A question for education purposes. Historically, MS SQL DBAs are resistant to RBAC strategies involving integration with Active Directory (AD). In other words, controlling permissions to DBs via a AD role based access control groups is met with considerable resistance by DBAs. And some legacy application owners, to be fair.
Some context: Microsoft released a video in 2011 during TechDays outlining an RBAC strategy that has worked in previous organizations, both small and large. Very popular video. Once decided that is the strategy, getting that philosophy into practice has not been easy. It usually starts with the on staff seasoned IT pros looking at RBAC with suspicious and doubtful eyes. “I’ve never done it this way” and “I doubt this will make our jobs any easier”.

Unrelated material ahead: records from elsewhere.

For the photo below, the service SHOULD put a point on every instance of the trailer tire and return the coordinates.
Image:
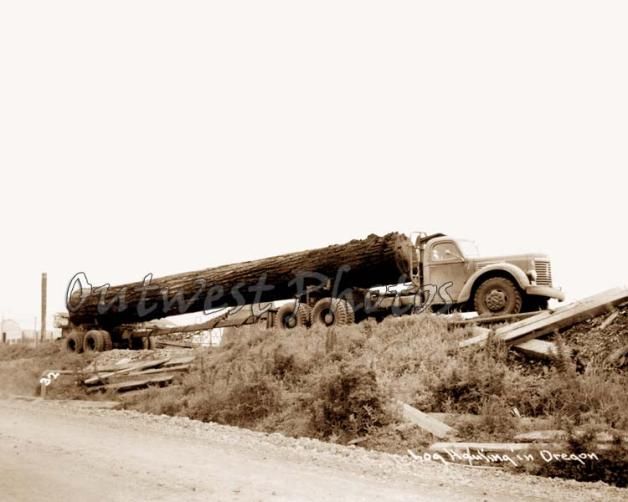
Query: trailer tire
(292, 315)
(149, 343)
(497, 296)
(74, 342)
(94, 341)
(108, 342)
(332, 312)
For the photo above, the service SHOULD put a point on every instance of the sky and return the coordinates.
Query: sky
(165, 137)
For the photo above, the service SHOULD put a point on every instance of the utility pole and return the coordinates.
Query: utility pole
(44, 297)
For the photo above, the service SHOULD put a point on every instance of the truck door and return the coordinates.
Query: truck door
(445, 271)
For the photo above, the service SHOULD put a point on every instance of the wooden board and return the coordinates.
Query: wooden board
(561, 318)
(133, 384)
(539, 349)
(426, 422)
(170, 369)
(137, 366)
(365, 263)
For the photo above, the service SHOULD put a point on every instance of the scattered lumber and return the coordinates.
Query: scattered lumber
(551, 321)
(183, 345)
(426, 422)
(608, 321)
(498, 319)
(170, 369)
(539, 349)
(176, 361)
(619, 357)
(102, 376)
(368, 262)
(134, 375)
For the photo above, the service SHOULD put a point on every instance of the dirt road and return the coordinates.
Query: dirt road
(59, 451)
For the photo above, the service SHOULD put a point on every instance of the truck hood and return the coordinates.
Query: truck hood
(521, 260)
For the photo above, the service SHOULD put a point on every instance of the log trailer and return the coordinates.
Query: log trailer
(337, 285)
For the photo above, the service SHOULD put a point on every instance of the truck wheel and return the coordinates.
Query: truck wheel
(74, 342)
(293, 314)
(332, 312)
(94, 341)
(535, 303)
(497, 296)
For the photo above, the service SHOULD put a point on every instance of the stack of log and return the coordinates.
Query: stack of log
(363, 263)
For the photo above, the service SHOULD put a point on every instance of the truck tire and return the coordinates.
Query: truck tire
(292, 315)
(74, 342)
(332, 312)
(497, 296)
(535, 303)
(94, 341)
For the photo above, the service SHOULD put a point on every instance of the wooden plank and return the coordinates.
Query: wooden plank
(494, 319)
(426, 422)
(607, 322)
(176, 361)
(99, 377)
(561, 318)
(170, 369)
(176, 344)
(132, 384)
(539, 349)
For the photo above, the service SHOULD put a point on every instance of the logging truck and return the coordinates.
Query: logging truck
(337, 285)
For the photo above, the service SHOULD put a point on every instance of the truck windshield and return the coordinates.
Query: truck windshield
(469, 248)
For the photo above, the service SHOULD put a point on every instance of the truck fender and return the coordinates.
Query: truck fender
(517, 274)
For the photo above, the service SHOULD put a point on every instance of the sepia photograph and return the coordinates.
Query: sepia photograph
(313, 251)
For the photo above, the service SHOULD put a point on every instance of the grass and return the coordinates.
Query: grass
(340, 385)
(21, 367)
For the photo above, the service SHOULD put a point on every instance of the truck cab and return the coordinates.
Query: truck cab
(455, 271)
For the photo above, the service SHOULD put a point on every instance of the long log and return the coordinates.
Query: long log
(364, 263)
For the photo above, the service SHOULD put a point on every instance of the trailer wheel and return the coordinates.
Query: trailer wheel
(292, 315)
(108, 342)
(332, 312)
(94, 341)
(149, 343)
(74, 342)
(497, 296)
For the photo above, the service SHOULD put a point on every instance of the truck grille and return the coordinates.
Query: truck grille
(543, 273)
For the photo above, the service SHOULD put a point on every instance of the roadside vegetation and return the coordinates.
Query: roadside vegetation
(343, 385)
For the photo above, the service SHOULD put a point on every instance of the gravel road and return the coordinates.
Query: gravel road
(62, 451)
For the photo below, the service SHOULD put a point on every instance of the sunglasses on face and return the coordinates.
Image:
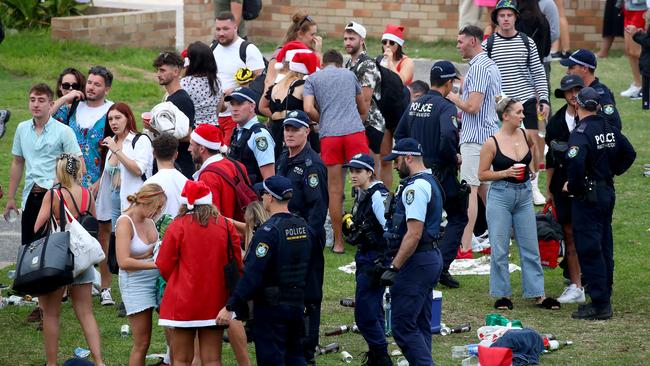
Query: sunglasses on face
(69, 86)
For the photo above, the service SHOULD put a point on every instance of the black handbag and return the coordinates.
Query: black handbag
(47, 263)
(231, 269)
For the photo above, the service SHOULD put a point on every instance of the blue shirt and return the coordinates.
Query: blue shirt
(261, 143)
(482, 77)
(41, 151)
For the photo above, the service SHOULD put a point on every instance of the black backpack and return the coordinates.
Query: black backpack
(251, 9)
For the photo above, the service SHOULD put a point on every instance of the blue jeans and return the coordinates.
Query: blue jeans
(510, 205)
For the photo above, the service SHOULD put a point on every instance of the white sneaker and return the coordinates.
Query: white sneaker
(538, 197)
(572, 295)
(631, 91)
(106, 298)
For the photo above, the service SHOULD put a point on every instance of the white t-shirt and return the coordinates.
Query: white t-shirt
(172, 181)
(228, 62)
(87, 116)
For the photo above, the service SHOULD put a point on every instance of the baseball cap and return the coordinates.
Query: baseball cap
(361, 161)
(241, 95)
(442, 70)
(589, 99)
(403, 147)
(276, 185)
(357, 28)
(581, 57)
(568, 82)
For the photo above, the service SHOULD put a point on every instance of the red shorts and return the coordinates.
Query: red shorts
(227, 125)
(635, 18)
(335, 150)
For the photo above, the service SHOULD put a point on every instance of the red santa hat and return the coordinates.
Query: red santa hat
(394, 33)
(289, 50)
(209, 136)
(196, 193)
(305, 63)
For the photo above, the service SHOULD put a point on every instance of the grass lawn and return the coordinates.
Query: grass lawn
(32, 57)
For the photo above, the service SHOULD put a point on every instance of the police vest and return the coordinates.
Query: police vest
(240, 151)
(290, 262)
(397, 222)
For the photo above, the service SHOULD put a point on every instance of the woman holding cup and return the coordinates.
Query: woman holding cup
(510, 206)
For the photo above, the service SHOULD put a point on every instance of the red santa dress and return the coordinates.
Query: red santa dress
(191, 260)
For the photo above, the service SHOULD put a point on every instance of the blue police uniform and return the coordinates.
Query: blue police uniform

Nevertheless, once the concept takes hold RBAC begins to see fulfillment. Foremost adding predetermined resources to roles accelerates onboarding, easier to audit resources, and scales elegantly as we grow as roles are the focus. Typically, architects and server teams get on board first. A standard is born and acceleration begins to be felt, including shifting left where DBAs are doing less security permissions requests as those are now handled by the helpdesk. In the meantime, slowly and begrudgingly, outliers come on slowly as this strategy does shift stances from caring for the security of their apps like pets to managing access to resources by role.
I posit these reasons, given to me as why DBAs (or application owners) want to go it alone:
5. Microsoft isn’t always right. “There is more than one way to do it and the “video” isn’t applicable to SQL”.
4. The amount of work to shift to resource-based groups. “Lots of groups.”
3. The complexity. “Easier to troubleshoot when I own the DB or application’s security intimately.”
2. Fear what they don’t understand. “I’ve never done security permissions like this, so it must be wrong.”
1. Territorial control. “Don’t touch my DBs”. Uncomfortable shifting left.
This is very much a pets vs. cattle conversation. I acknowledge and appreciate SQL must be tweaked and tuned to operate at it’s best performance. However, I disagree that treating ‘access control to resources’ like pets accelerates IT service delivery, provides uniformed information security governance, and ultimately is healthy for the organization. Especially as organizations’ scale.
What is your opinion?
PS. More and more companies are using automated access control oversight tools such as Sailpoint. And at a previous company, guess who fought the hardest against that move? DBAs… Why?